The Tax Increase Prevention and Reconciliation Act of 2005 (or TIPRA, Pub.L. 109–222, 120 Stat. 345) is an American law, which was enacted on May 17, 2006.

This bill prevents several tax provisions from sunsetting in the near future. The two most notable pieces of the bill are the extension of the reduced tax rates on capital gains and dividends and extension of the alternative minimum tax (AMT) tax reduction.


Legislative historyEdit

The U.S. House of Representatives approved the bill as H.R. 4297, 244–185, and the U.S. Senate approved it 54-44, largely along party lines, with most Republicans supporting and most Democrats opposing.

Excerpts from Detailed Summary of Conference ReportEdit

Two-Year Extension of Reduced Rates on Capital Gains and DividendsEdit

Under current law, long-term capital gains and dividend income are taxed at a maximum rate of 15 percent through 2008. For taxpayers in the 10 and 15 percent tax brackets, the tax rate is 5 percent through 2007 and zero in 2008. The Conference Report extends the rates effective in 2008 through 2010. Without action, these rates would have increased after 2008.

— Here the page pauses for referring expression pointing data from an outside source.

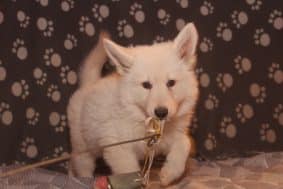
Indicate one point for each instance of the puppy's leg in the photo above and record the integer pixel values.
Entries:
(82, 165)
(121, 160)
(176, 159)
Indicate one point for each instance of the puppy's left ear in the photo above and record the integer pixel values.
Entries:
(185, 43)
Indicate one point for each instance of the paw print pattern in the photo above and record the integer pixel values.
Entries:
(23, 19)
(32, 116)
(276, 19)
(57, 121)
(100, 12)
(278, 114)
(70, 42)
(43, 3)
(68, 76)
(3, 72)
(183, 3)
(224, 81)
(205, 45)
(163, 16)
(125, 29)
(206, 8)
(203, 77)
(261, 38)
(45, 26)
(228, 128)
(254, 4)
(20, 49)
(258, 92)
(211, 102)
(267, 134)
(210, 142)
(239, 18)
(275, 73)
(20, 89)
(67, 5)
(39, 76)
(29, 148)
(242, 64)
(86, 26)
(137, 12)
(244, 112)
(6, 115)
(53, 93)
(158, 39)
(224, 32)
(52, 58)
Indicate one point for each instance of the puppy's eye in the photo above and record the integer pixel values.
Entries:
(146, 85)
(171, 83)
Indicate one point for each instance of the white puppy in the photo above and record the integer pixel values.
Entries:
(150, 81)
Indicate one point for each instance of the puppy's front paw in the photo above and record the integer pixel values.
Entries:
(168, 175)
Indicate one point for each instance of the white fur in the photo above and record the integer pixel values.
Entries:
(113, 109)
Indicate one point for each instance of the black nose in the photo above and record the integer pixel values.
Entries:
(161, 112)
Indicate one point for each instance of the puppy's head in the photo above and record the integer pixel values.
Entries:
(159, 79)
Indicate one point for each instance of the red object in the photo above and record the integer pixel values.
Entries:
(101, 183)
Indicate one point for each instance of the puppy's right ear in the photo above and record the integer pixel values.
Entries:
(119, 56)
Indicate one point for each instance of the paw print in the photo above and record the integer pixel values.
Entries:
(68, 76)
(100, 12)
(59, 122)
(224, 81)
(258, 92)
(70, 42)
(275, 73)
(228, 128)
(211, 102)
(276, 19)
(239, 18)
(180, 23)
(52, 58)
(46, 26)
(206, 45)
(67, 5)
(32, 116)
(244, 112)
(203, 77)
(242, 64)
(20, 89)
(23, 19)
(206, 8)
(6, 115)
(20, 49)
(255, 4)
(183, 3)
(163, 16)
(39, 76)
(262, 38)
(267, 134)
(3, 72)
(86, 26)
(224, 32)
(125, 29)
(158, 39)
(53, 93)
(29, 148)
(210, 142)
(278, 114)
(137, 12)
(43, 3)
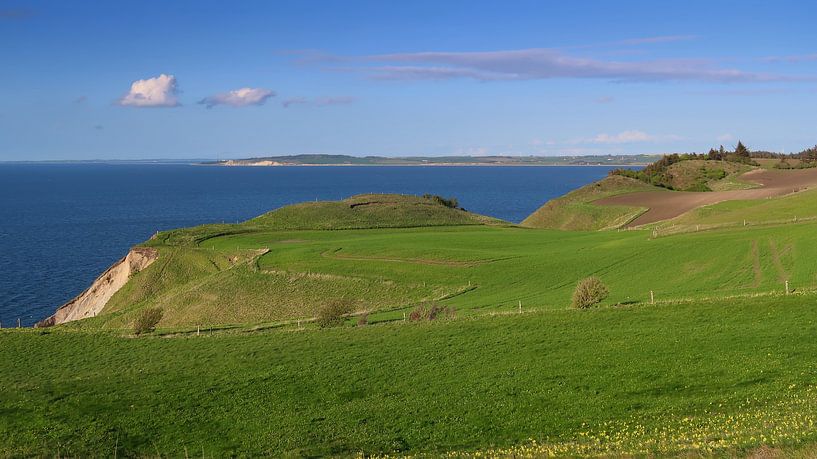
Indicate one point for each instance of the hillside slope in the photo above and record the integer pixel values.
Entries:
(576, 210)
(697, 379)
(194, 285)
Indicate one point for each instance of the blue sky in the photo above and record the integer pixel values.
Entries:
(202, 79)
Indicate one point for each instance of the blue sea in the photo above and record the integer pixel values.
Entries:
(61, 225)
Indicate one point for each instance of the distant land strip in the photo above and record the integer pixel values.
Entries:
(345, 160)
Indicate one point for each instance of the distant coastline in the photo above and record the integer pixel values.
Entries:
(343, 160)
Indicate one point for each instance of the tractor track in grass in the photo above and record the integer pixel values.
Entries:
(334, 254)
(664, 205)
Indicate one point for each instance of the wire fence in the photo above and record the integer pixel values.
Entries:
(670, 230)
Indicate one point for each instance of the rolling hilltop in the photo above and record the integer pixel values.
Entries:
(453, 334)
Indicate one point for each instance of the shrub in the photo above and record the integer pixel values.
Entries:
(363, 320)
(333, 313)
(432, 311)
(589, 291)
(146, 321)
(450, 202)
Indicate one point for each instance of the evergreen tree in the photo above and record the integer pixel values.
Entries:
(741, 150)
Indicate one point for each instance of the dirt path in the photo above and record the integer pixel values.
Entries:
(664, 205)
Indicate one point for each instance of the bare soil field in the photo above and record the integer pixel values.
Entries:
(663, 205)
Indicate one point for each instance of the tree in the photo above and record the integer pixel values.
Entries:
(741, 150)
(589, 291)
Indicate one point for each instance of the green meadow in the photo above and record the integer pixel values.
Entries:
(697, 350)
(704, 377)
(278, 276)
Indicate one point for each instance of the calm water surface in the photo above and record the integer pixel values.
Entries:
(61, 225)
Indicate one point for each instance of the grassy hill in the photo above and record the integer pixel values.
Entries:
(721, 364)
(795, 207)
(277, 277)
(700, 175)
(701, 378)
(576, 211)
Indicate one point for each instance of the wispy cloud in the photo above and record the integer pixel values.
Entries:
(319, 101)
(158, 91)
(242, 97)
(638, 41)
(544, 63)
(793, 59)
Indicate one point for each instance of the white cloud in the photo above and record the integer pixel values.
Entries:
(239, 97)
(159, 91)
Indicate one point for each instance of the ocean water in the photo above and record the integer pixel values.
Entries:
(61, 225)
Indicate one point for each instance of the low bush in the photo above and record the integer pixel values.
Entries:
(363, 320)
(447, 202)
(589, 292)
(432, 311)
(333, 313)
(147, 320)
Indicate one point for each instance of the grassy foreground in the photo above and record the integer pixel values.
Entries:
(279, 276)
(722, 377)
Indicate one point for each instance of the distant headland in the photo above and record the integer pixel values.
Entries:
(346, 160)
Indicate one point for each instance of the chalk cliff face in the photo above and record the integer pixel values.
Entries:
(91, 302)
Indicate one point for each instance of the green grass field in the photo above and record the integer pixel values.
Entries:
(789, 208)
(386, 272)
(721, 364)
(703, 377)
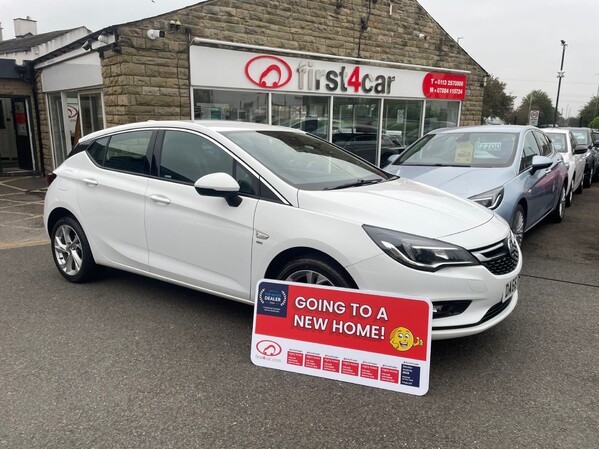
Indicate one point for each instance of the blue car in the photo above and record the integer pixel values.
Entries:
(513, 170)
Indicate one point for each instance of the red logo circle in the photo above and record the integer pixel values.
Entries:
(268, 72)
(268, 348)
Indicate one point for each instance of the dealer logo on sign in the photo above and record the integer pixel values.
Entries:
(268, 71)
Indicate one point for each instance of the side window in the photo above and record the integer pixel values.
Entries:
(97, 150)
(186, 157)
(127, 152)
(544, 144)
(573, 142)
(530, 150)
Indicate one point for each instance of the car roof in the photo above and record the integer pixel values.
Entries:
(485, 128)
(198, 125)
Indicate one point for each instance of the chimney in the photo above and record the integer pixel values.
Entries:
(23, 27)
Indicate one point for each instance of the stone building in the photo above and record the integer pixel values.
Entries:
(366, 70)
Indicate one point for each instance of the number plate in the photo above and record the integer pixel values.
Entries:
(510, 288)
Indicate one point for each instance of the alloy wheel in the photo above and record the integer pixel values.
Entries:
(309, 277)
(68, 250)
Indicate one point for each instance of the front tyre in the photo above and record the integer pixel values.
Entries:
(519, 224)
(71, 252)
(316, 270)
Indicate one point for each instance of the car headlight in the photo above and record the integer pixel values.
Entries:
(491, 199)
(419, 252)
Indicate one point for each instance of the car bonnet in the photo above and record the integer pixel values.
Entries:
(461, 181)
(400, 205)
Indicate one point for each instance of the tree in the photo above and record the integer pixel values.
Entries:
(537, 100)
(496, 103)
(589, 111)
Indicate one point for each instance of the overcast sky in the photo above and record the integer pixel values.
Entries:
(517, 41)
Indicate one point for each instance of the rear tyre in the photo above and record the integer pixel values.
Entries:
(518, 224)
(570, 195)
(71, 252)
(588, 180)
(315, 270)
(560, 208)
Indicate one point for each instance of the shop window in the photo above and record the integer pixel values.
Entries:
(91, 113)
(228, 105)
(186, 157)
(356, 122)
(128, 152)
(441, 114)
(308, 113)
(402, 121)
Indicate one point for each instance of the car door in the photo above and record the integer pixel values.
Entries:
(554, 175)
(111, 196)
(534, 182)
(199, 240)
(580, 160)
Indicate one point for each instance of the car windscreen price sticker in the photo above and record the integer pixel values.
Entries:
(367, 338)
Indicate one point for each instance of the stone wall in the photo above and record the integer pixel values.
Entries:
(149, 79)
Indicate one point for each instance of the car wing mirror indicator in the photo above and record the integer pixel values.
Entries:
(219, 185)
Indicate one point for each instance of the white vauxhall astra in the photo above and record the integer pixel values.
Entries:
(217, 206)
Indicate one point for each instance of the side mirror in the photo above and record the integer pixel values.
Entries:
(540, 162)
(219, 185)
(390, 160)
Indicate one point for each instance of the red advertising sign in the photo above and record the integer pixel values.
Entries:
(446, 86)
(361, 337)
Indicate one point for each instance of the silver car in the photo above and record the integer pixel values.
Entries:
(574, 157)
(513, 170)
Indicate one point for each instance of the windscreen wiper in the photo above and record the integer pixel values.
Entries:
(357, 183)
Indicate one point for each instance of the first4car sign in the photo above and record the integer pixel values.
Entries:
(247, 70)
(349, 335)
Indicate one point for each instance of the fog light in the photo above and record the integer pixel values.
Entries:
(444, 309)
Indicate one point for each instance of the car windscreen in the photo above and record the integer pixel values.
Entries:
(559, 141)
(306, 162)
(582, 137)
(462, 149)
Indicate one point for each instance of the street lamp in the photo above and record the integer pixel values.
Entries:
(560, 75)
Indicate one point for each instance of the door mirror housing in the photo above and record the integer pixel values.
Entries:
(220, 185)
(540, 162)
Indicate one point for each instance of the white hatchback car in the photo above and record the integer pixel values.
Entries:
(217, 206)
(564, 141)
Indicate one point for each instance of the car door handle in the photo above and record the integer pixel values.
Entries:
(160, 199)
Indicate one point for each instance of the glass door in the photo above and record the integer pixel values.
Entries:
(60, 149)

Alternative Minimum Tax ReliefEdit

Increase in AMT Exemption LevelsEdit

The provision extends the Alternative Minimum Tax (AMT) exemption levels through the end of 2006 at a higher level than in 2005. The new exemption levels for 2006 are $62,550 for joint filers, $42,500 for single filers and $31,275 for separate filers.

AMT Relief for Non-Refundable Personal Tax CreditsEdit

The tax code includes many non-refundable personal tax credits, such as the dependent care credit and the credit for the elderly and disabled, among others. Claiming these credits may push an individual in the AMT. The provision extends current law which allows most non-refundable personal tax credits to be claimed against the AMT so that families continue to receive the full benefit of these tax credits.

Extension and Modification of Certain ProvisionsEdit

Two-Year Extension of Enhanced Section 179 Expensing for Small BusinessEdit

Under current law, small businesses may expense up to $100,000 of investments in depreciable assets. The deduction phases out dollar-for dollar to the extent the business's annual investments exceed $400,000. Without action, the expensing limit would have declined to $25,000 and the phase-out threshold would decline to $200,000 after 2007.

Subpart FEdit

Subpart F of the tax code taxes U.S. shareholders of foreign companies (controlled foreign corporations or CFCs) as if certain types of income of the foreign company was paid as a dividend back to the shareholder, even though no dividend actually occurred and nothing was actually brought back to the United States. One provision extends an existing exception from Subpart F for active financing income for two years. A second provision provides a "CFC look-through" rule exception from Subpart F for cross-border payments of dividends, interest, rents, and royalties that are funded with active income that has not been repatriated. This "CFC look-through" rule will be effective for taxable years beginning after December 31, 2005 and before January 1, 2009.

Other ProvisionsEdit

Simplification of Active Trade or Business TestEdit

The provision simplifies the application of the active trade or business test to certain corporate distributions. By applying this test on an affiliated group basis, the provision applies the same standard regardless of whether a business is owned by a holding company or owned directly. As a result, the provision allows corporations to avoid costly and inefficient internal restructurings prior to engaging in certain corporate distributions to their shareholders.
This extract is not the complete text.